Up to 28,000 acres of scattered national forest parcels in northcentral Idaho could be exchanged for 40,000 acres of private lands in the Lochsa’s headwaters. Forest Service officials say the goal is to consolidate “checkerboard” ownership patterns to create larger blocks of public lands, which are easier to manage for forest resources and wildlife.
An open house meeting on the proposal is scheduled Tuesday, 6 p.m.-8 p.m., at the Job Service Conference Room in Moscow.
Maps of the potential land exchanges are online at www.fs.fed.us/r1/clearwater .
Rich Landers
FISHING
Bait ban sought on Clearwater
Wolves and Indian gillnetting were hot topics at the recent Idaho Fish and Game Commission public hearing in Lewiston. But several local anglers zeroed in Clearwater river steelheading.
Former commissioners Keith Stonebraker of Juliaetta and Will Godfrey of Lewiston asked the panel to take steps to improve steelhead fishing. Godfrey proposed a no-bait rule during the July-Oct. 15 catch-and-release season on the Clearwater. Many anglers believe steelhead take bait harder than they do flies or lures and are more prone to injury.
The two ex-commissioners also asked the commission to look into using some wild steelhead in hatchery spawning activities to help produce harder-fighting fish.
Lewiston Tribune
OUTPEOPLE
Wildlife names new director
A 23-year veteran of the U.S. Fish and Wildlife Service – with a law degree and station experience in Washington, D.C., the Midwest, Southwest, Alaska and Pacific Northwest – has been named the agency’s Pacific Region director based in Portland.
Robyn Thorson succeeds Ren Lohoefener, who became Director of the Service’s California-Nevada Region.

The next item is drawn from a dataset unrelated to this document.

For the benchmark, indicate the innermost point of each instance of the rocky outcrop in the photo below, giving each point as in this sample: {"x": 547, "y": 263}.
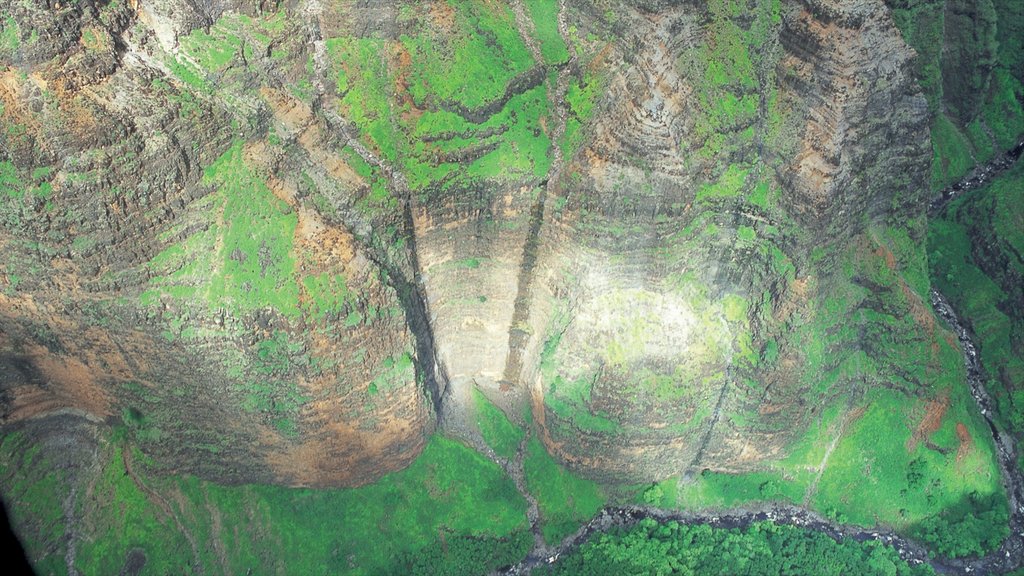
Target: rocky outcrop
{"x": 280, "y": 243}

Thorson will oversee agency activities on 1.3 million acres at 64 national wildlife refuges, 17 national fish hatcheries and seven state and tribal hatcheries managed in the Lower Snake River Compensation Plan, eight fisheries stations, and 11 ecological services field offices.
Rich Landers
WILDLIFE ENFORCEMENT
Wildlife director resigns in NM
The embattled head of the New Mexico Game and Fish Department has resigned a month after the state Game Commission revoked his hunting license for illegally killing a deer. State conservation officers had called for him to step down.